I’ve never told you how I made my living that summer—not the whole sordid truth. I told you I worked in the medical field, in “administration,” which is technically correct. But the field of medicine I worked in, Mrs. Haven, was the care of the elderly, and what I typically administered was a mineral colonic, followed by a cup of Metamucil tea.

The Xanthia T. Lasdun Memorial Ocean-View Manor & Garden was a thirty-six-chambered assisted-living facility in Bensonhurst, with that bleary, nicotine-stained shabbiness every neo-Tudor building in the world seems to exude. Its garden, as far as I could determine, was the condom-festooned median of lower Bay Parkway, and its ocean was the droning, alluvial parkway itself. I loved it there, Mrs. Haven, a fact I’ve never managed to explain. I worked at the Xanthia four days out of seven—more often than that, if I picked up some shifts—making beds and boiling catheters and playing endless games of Mastermind and Risk.
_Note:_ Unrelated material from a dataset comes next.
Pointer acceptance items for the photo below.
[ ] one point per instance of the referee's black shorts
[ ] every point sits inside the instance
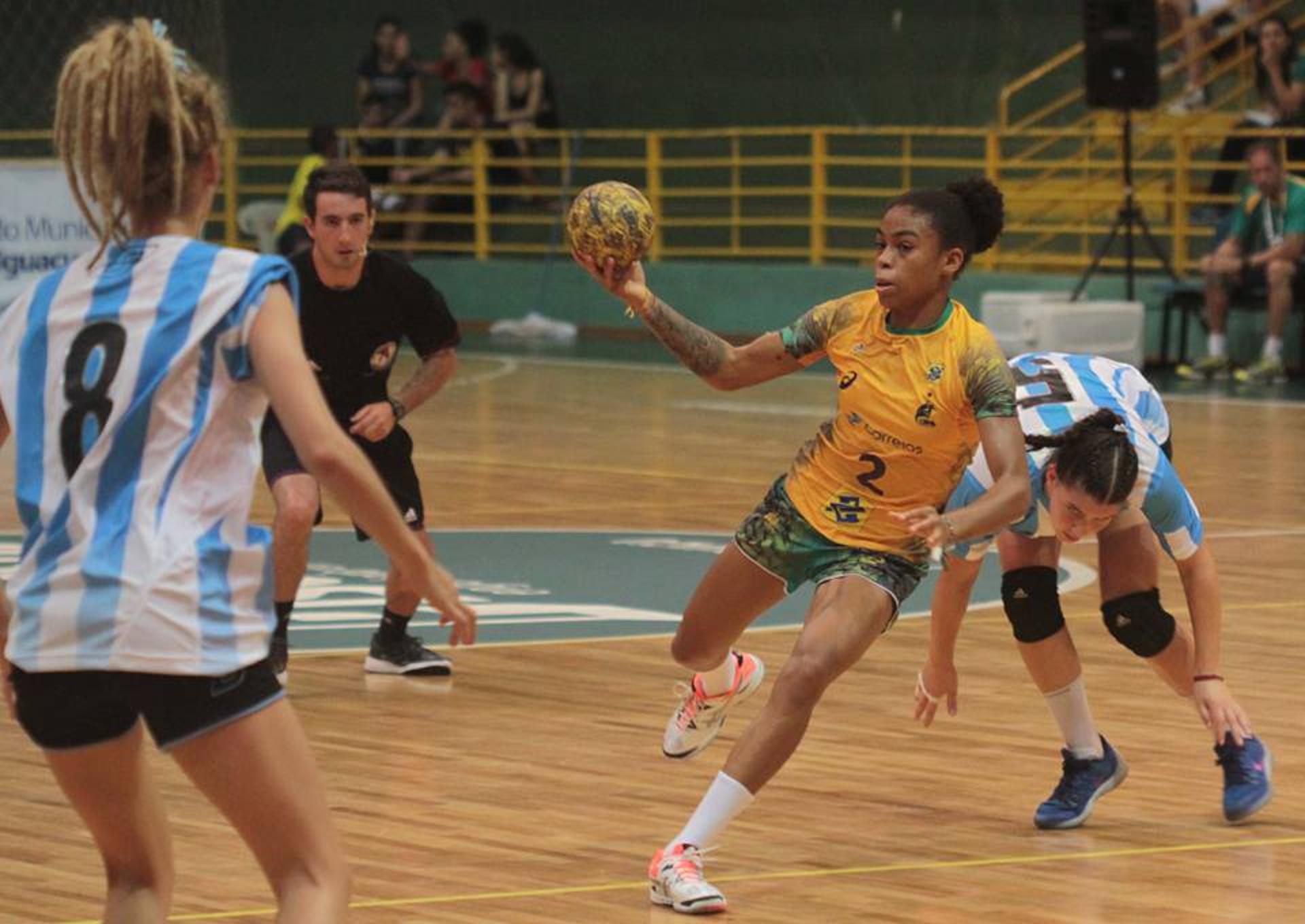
(392, 459)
My most frequent opponent was Abel Palladian, of the Bushwick Palladians: interregnum-period history buff, chocolate milk addict, and bona fide duration fetishist—the first outside of my family that I’d met.

Abel most likely had some mild neurological disorder—something like Asperger’s syndrome, but with a lower media profile—and the years had not been kind. What he suffered from most, however, was garden-variety loneliness: what some long-forgotten joker on the staff had christened Lasdun’s xanthoma. I’d no sooner introduced myself during salad hour in the Montmartre Lounge than he launched himself full-bore into his passion. My first thought was that he could smell it coming off me: the obsession my aunts had devoted their lives to, that my father had spent half a century resisting, and that I’d come to New York to extinguish at last. Later I found out that everyone got the same spiel.

He started with the life spans of the fishes.

“Haddock are found in deeper Atlantic waters than their relatives the cod, but they share the same life span: roughly fourteen years.”

“All right, Mr. Palladian. That’s a good thing to know.”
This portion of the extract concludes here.